聖魔法LV5、闇魔法LV5、炎魔法LV5、氷魔法LV5、嵐魔法LV5、岩魔法LV5、 

身体強化LV4、耐性LV3(毒)、魔力操作LV4、魔力感知LV4、索敵LV5、

料理LV3、

加護 博愛神の加護

補正 異世界(言語、無詠唱、アイテムボックス)



名前 リリアナ

年齢 15歳

種族 兎族

所属 B級冒険者

LV  14

経験値 2905

HP 140

SP 140

筋力 57

防御 31

回避 49

敏捷 77

知恵 75

精神 70

幸運 50

スキル 剣術LV3、光魔法LV3、風魔法LV3、探索LV5、料理LV3

補正 兎族(聴力)



LV26以降、レベルアップする時に、能力値がこれまで一律10ずつアップしていたけど、一律20ずつアップするようになっている。

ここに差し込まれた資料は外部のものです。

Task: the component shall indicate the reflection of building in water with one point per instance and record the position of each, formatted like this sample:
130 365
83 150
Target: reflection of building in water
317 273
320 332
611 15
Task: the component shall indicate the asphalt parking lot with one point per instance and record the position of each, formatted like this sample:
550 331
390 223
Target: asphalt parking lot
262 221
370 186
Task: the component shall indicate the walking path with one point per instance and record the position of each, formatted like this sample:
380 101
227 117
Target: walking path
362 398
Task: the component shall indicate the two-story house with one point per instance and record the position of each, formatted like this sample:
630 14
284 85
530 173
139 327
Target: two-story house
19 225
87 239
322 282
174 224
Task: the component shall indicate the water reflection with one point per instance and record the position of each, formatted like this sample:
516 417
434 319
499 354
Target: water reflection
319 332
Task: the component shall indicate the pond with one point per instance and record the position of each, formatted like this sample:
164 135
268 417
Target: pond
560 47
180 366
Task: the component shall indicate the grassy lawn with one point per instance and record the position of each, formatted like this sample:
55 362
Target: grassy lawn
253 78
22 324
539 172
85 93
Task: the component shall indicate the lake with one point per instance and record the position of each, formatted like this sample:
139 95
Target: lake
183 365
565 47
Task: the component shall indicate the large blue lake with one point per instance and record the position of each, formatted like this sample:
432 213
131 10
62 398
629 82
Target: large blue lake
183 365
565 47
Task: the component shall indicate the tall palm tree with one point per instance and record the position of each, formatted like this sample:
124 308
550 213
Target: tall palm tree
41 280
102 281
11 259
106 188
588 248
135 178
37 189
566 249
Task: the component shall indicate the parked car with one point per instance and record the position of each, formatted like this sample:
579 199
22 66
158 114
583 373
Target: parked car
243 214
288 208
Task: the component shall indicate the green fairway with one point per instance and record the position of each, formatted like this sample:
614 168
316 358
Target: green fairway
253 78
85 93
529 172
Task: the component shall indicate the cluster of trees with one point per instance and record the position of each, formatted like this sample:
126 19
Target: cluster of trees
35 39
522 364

これがLV依存によるものなのか、別の要因かは不明だ。

リリアナの成長の度合いを見て確かめるしかないだろうな。

何と言ってもこの世界の人に認識されていないパラメーターだしね。


あと、上位互換スキルへの変化が何によるものか、今後の検討課題だ。

書籍などを読めるようになれば何かわかるかもしれない。

あと、リリアナに他の魔法や、スキルを転写しようと思ったけどできなかった。

この辺りも要検討課題だ。

ベースとなる知識なりイメージなり、何かキーがあるのだと思う。